Pub Date: Nov. 15th, 1995
Publisher: Bantam

An absorbing narrative history of bloody straggles for dominance over the once-pristine, vast, and rich Ohio River Valley and its thousand-mile river. In the Ohio Valley, Indian tribes had long warred among themselves until the fierce Shawnees took control. They would later oppose the French and British, newcomers who also contested each other for the great prize. Eckert (A Sorrow in Our Heart: The Life of Tecumseh, 1992, etc.) employs his novelist's skills by expanding well-researched accounts of historical characters, mined from letters, diaries, and anecdotes, into numerous episodic tales of exciting and sometimes tragic adventures. By providing a long prologue with a full historical background and at times ""reconstituting"" credible dialogue among people in briefly reported events, Eckert heightens the drama.
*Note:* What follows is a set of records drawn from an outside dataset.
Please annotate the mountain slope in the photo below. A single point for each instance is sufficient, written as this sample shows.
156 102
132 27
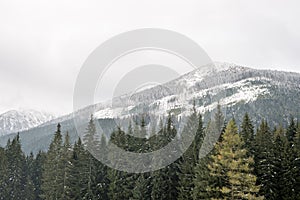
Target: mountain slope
262 93
15 121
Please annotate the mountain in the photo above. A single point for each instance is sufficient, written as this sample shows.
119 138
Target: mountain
274 95
17 121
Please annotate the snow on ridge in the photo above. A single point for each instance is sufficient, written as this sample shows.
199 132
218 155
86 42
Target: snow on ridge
23 119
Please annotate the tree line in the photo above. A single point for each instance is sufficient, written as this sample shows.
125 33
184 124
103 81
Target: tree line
245 163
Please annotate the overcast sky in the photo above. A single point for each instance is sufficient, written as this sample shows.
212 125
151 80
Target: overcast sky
44 43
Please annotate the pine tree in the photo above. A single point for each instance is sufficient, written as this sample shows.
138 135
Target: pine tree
233 166
79 172
102 180
53 175
36 173
141 190
165 181
247 134
263 157
190 157
291 130
91 142
16 178
66 164
3 174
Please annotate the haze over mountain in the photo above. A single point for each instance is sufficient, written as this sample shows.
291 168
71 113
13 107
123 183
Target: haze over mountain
20 120
262 93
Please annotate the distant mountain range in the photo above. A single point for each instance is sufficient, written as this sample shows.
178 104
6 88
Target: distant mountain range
274 95
16 121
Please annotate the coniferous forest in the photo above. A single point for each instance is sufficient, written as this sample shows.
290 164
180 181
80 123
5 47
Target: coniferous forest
247 162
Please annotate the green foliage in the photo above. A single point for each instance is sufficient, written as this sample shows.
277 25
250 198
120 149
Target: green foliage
232 165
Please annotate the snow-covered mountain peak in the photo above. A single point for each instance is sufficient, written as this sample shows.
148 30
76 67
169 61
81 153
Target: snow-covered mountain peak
23 119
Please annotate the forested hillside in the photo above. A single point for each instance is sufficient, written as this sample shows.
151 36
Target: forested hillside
246 163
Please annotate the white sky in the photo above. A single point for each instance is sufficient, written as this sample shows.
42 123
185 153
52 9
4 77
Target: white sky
44 43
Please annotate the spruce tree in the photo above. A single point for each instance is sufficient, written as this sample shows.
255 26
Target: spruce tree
263 156
247 134
16 176
3 174
233 166
53 174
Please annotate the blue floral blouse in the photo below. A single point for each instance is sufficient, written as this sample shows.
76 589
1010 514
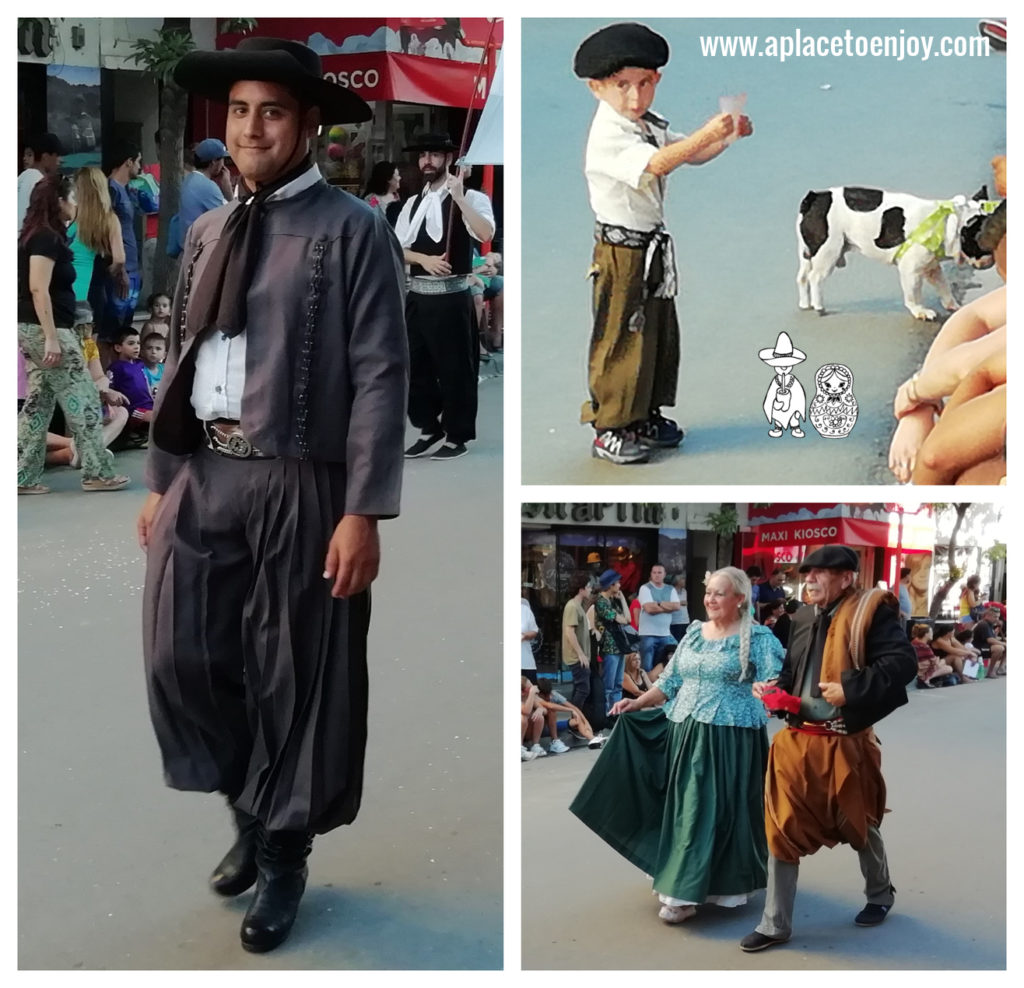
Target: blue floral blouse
701 679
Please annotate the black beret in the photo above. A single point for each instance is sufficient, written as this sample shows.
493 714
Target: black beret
620 46
832 557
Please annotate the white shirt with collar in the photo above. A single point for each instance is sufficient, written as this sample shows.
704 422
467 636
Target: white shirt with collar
220 360
407 227
619 149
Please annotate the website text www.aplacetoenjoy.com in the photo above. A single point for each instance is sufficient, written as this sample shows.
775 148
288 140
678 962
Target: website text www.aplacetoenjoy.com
899 45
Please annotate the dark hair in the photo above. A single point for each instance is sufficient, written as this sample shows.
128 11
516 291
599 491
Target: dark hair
44 208
120 152
380 177
124 334
578 582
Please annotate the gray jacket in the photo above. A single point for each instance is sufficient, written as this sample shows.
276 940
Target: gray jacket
327 355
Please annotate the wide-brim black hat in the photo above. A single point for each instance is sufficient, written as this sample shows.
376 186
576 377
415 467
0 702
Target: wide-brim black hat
832 557
212 74
432 141
620 46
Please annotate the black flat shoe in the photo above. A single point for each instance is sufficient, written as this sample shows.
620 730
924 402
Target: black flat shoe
237 871
760 941
871 915
281 859
272 912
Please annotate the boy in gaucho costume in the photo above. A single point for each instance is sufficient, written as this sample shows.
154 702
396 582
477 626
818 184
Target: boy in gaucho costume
847 666
634 348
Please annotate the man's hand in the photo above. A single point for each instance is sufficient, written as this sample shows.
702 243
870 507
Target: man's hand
456 183
353 555
144 523
833 693
435 264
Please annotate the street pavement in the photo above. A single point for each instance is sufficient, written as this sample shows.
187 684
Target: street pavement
113 865
943 757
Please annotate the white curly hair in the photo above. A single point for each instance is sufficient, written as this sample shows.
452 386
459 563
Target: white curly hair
740 585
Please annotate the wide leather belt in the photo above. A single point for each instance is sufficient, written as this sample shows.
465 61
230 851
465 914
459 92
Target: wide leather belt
837 726
439 286
225 438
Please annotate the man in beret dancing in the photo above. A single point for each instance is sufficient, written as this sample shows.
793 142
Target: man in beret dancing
846 667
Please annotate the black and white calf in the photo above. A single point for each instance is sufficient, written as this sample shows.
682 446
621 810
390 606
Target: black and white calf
913 233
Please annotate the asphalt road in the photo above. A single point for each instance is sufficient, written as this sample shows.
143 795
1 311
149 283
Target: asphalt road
113 865
943 757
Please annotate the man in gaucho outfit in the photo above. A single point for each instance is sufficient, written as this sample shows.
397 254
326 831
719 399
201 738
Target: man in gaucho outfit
847 666
276 444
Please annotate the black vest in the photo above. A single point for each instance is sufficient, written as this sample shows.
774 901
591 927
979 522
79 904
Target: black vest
461 254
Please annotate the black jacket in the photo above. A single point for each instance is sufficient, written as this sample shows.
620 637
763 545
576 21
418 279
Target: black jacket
871 692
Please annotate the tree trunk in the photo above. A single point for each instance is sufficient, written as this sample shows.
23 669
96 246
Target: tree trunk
947 585
173 115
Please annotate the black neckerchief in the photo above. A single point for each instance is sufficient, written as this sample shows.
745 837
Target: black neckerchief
219 297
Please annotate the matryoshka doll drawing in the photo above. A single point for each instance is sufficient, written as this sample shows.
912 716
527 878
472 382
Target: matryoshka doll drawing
785 403
834 409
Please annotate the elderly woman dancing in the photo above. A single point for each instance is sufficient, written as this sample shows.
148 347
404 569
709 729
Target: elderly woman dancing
679 790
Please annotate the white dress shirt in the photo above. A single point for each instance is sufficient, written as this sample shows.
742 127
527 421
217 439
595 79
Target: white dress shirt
220 360
407 227
622 191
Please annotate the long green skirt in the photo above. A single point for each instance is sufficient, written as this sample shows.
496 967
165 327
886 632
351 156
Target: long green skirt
684 802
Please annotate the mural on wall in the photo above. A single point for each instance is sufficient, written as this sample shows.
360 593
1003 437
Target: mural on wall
73 113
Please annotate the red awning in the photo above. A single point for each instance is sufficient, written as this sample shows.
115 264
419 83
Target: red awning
431 60
918 531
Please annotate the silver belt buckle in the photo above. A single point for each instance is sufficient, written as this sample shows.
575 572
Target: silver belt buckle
239 445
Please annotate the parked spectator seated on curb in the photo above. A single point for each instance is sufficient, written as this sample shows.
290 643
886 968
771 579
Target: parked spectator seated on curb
554 703
932 671
531 720
992 647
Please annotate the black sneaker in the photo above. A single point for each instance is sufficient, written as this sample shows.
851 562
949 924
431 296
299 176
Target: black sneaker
451 450
619 446
872 914
658 431
423 445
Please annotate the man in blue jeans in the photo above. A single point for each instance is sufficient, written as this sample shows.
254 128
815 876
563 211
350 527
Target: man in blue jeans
657 601
611 612
577 639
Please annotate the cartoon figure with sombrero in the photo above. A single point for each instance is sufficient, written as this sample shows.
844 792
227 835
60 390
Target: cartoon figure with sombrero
785 403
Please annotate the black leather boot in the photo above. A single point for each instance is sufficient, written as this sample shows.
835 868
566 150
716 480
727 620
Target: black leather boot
281 858
237 870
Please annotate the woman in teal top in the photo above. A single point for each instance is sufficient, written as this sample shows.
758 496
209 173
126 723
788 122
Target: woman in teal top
679 790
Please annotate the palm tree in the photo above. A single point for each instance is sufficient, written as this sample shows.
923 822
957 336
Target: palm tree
159 56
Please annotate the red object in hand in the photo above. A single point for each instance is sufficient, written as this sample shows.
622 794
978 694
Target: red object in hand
777 699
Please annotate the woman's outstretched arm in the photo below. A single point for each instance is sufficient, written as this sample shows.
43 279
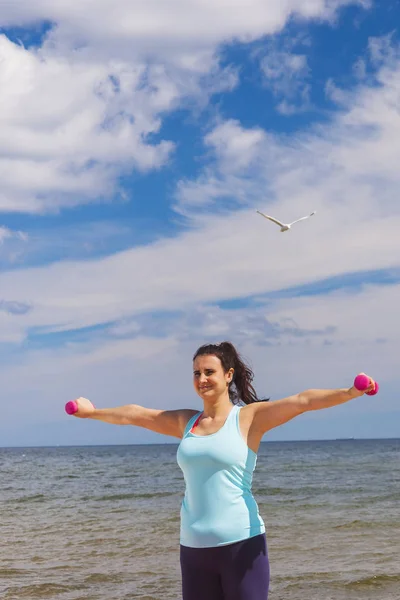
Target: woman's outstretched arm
267 415
166 422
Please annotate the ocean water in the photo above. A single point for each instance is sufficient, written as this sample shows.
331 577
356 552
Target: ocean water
102 523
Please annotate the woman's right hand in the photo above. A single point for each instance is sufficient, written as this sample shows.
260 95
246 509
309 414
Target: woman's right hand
85 408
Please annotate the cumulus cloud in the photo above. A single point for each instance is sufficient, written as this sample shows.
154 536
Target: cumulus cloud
85 106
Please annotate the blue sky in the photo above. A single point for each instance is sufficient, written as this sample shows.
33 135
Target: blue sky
136 147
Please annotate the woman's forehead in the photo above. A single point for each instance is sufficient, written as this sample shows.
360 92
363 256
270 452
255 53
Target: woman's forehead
207 361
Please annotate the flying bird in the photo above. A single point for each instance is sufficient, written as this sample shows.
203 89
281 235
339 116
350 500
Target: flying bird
285 226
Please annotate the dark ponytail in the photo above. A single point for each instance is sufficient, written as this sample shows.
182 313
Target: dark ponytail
240 388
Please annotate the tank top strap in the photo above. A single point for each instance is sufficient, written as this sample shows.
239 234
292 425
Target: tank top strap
232 423
191 422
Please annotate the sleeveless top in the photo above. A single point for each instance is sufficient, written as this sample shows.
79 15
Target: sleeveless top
218 507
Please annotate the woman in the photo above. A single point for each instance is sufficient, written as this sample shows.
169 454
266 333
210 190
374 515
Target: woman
223 549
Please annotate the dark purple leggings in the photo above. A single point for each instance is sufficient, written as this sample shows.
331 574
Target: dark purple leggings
238 571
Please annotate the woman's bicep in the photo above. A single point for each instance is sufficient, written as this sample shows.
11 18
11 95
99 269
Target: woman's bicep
165 422
268 415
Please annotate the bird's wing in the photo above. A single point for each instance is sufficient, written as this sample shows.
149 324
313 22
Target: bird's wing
302 218
271 219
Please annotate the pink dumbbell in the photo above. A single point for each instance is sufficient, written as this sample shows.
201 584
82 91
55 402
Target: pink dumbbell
362 382
71 407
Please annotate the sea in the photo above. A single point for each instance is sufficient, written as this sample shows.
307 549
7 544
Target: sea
102 522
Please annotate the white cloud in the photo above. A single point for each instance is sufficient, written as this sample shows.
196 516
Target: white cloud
77 112
286 75
347 170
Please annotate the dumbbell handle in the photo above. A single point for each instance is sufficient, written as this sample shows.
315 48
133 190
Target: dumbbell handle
71 407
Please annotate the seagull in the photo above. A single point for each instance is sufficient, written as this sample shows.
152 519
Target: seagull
285 226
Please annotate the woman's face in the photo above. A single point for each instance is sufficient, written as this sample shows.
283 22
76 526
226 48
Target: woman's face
209 378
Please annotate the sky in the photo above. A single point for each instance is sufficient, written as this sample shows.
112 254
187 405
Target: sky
138 138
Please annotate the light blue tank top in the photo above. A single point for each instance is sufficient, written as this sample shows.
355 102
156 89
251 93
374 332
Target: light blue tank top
218 507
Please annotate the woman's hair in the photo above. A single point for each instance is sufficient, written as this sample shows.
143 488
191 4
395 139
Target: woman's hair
240 388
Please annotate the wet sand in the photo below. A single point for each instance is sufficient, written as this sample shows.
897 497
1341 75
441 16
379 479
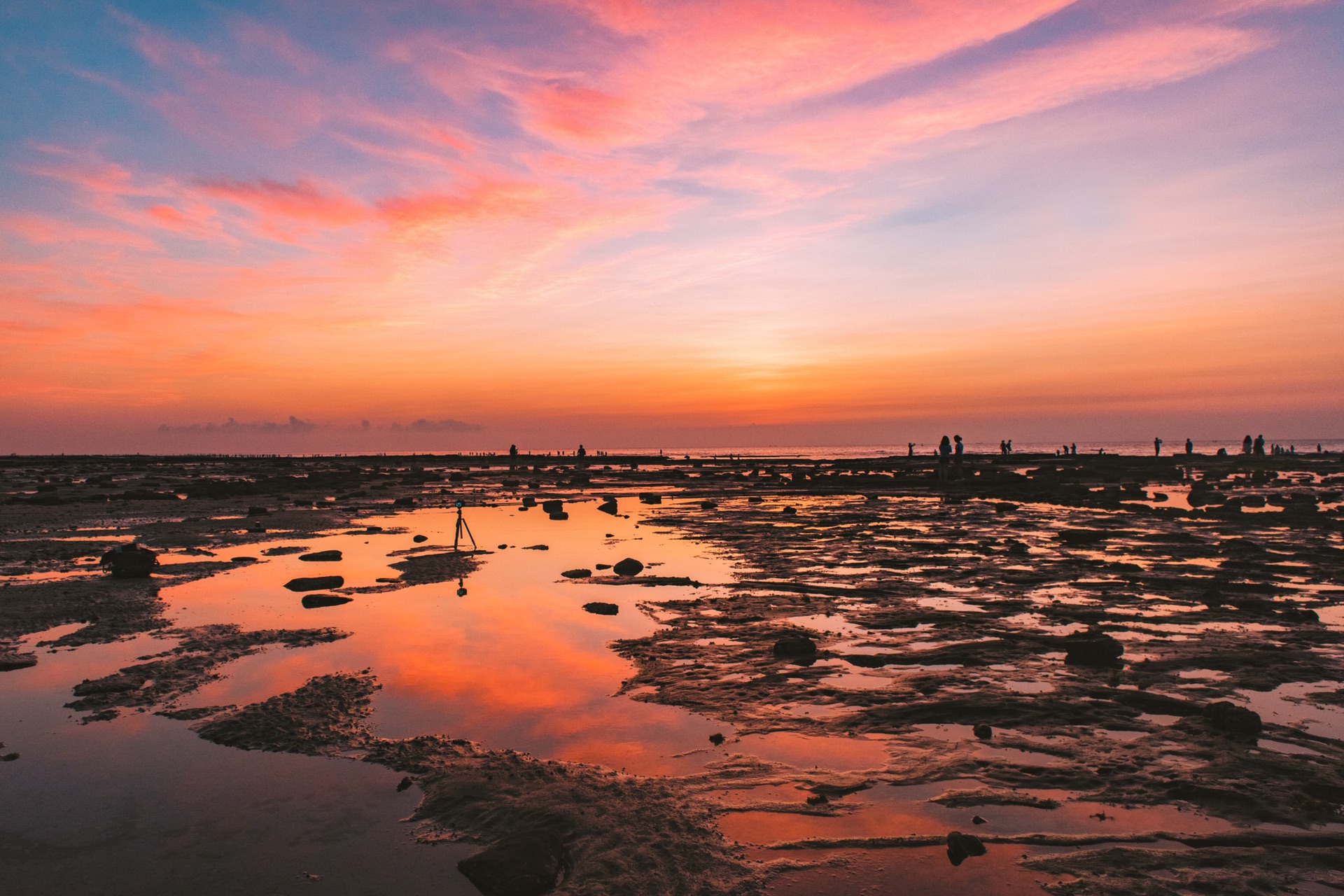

He finds heroes and villains among the hunters, trappers, surveyors, soldiers, and hard-working pioneer families; Indians who believed in the white man's treaty boundary lines until the lines were overrun by hordes of claim-staking people from the East, attracted by freedom and the promise of a better life; British aristocrats and bureaucrats trying to rule from safe havens like Williamsburg but eventually losing control of the restless flow of people moving west. Senseless murders of both Indian and white families by a few criminals on either side grew into wars without mercy--fueled by fear, hatred, and vengeance--that killed Indian, British-American, and French in wholesale numbers. Including sketches of such figures as the young George Washington, Daniel Boone, and George Rogers Clark, Eckert takes us through the French and Indian War and the American revolutionary period to 1799, when, at last, peace came to the Ohio River Valley. Eckert's scholarship and style breathe life into the records of a turbulent time in the history of colonial America.